DaehwanKimLab / hisat2

Graph-based alignment (Hierarchical Graph FM index)
GNU General Public License v3.0
479 stars 119 forks source link

hisat2_extract_snps_haplotypes_VCF.py can't handle GATK VCF file? #76

Open zhaouu opened 8 years ago

zhaouu commented 8 years ago

I use hisat2_extract_snps_haplotypes_VCF.py to extract SNPs and haplotypes from a VCF. When I used the VCF file which extracted from samtools, it can ran successfully. But when I used the VCF file which extracted from GATK, I get an error massge:

Traceback (most recent call last): File "/public/home/hzhao/software/hisat2-2.0.4/hisat2_extract_snps_haplotypes_VCF.py", line 894, in args.verbose) File "/public/home/hzhao/software/hisat2-2.0.4/hisat2_extract_snps_haplotypes_VCF.py", line 732, in main genotypes) File "/public/home/hzhao/software/hisat2-2.0.4/hisat2_extract_snps_haplotypes_VCF.py", line 690, in add_vars tmp_vars = extract_vars(chr_dic, chr, pos, ref_allele, alt_alleles, varID) File "/public/home/hzhao/software/hisat2-2.0.4/hisat2_extract_snps_haplotypes_VCF.py", line 113, in extract_vars assert ref_allele2 != alt_allele AssertionError

And, I GATK latest version, they use an asterisk represents a deleted allele. I think it's not compatible with this script. How can I generate the snp and haplotype file for hisat2? Hope some suggests for me. Thanks very much!

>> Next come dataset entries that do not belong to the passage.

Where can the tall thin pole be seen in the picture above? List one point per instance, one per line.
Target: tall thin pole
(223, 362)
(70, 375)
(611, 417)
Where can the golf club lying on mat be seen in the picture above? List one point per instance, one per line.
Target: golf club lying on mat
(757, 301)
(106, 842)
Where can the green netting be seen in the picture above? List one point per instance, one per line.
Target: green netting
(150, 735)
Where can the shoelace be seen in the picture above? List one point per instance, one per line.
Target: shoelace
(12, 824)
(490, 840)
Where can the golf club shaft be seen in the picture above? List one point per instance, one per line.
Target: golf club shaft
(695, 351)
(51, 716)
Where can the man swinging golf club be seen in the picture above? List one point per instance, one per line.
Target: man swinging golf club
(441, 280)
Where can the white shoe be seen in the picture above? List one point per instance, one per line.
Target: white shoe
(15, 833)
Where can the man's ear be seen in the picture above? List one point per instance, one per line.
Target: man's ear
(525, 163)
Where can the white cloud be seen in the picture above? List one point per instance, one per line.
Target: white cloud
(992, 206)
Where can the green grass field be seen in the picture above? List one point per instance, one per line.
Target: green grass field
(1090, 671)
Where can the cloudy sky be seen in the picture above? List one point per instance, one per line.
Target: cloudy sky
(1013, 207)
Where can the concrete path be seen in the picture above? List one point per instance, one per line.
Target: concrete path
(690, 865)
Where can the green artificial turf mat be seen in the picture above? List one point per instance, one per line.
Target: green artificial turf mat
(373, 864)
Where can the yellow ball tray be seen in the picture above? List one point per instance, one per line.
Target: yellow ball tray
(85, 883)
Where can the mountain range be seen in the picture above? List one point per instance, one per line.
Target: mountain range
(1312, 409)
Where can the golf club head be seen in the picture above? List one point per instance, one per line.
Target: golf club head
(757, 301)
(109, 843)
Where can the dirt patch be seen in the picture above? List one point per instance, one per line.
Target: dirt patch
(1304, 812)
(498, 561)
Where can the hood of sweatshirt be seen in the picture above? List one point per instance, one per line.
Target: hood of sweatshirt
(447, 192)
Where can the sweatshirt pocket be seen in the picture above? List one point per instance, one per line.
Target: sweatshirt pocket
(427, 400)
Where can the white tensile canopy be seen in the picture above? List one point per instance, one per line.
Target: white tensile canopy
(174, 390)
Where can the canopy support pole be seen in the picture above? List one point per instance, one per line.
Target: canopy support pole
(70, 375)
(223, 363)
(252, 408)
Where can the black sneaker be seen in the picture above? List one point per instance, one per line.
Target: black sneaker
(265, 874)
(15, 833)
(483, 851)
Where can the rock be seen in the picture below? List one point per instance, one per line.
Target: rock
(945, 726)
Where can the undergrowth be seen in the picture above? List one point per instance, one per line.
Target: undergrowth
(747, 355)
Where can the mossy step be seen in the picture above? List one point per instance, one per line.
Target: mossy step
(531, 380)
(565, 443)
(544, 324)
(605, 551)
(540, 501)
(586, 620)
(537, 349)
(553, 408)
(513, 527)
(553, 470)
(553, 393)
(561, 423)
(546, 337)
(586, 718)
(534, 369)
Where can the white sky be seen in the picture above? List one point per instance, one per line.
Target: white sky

infphilo commented 8 years ago

Would you like to show some example lines of the VCF file from GATK including deletions so that I can modify the HISAT2 scripts?

zhaouu commented 8 years ago

A sample VCF file can be downloaded in https://drive.google.com/open?id=0B8ijxd00y5RZUDJaVVF4aUtNZmM. The link ( http://gatkforums.broadinstitute.org/gatk/discussion/5904/asterisk-in-the-alt-feild-of-vcf) can find the explanation of asterisk "*" in GATK VCF file. Because the VCF file don't have ID column, I modified the hisat2_extract_snps_haplotypes_VCF.py script: chr, pos, varID, ref_allele, alt_alleles, qual, filter, info = line.strip().split('\t') varID = '%s_%s' %(chr,pos) Commend line to run the script: `~/software/hisat2-2.0.4/hisat2_extract_snps_haplotypes_VCF.py --non-rs --verbose ~/data/Brassicanapus/Brassica_napus_v4.1.chromosomes.fa /public/home/hhao/data/rape_seq/RNAseq/test/test.vcf.gz ~/data/rape_seq/hisat2_snp

Thanks for your help.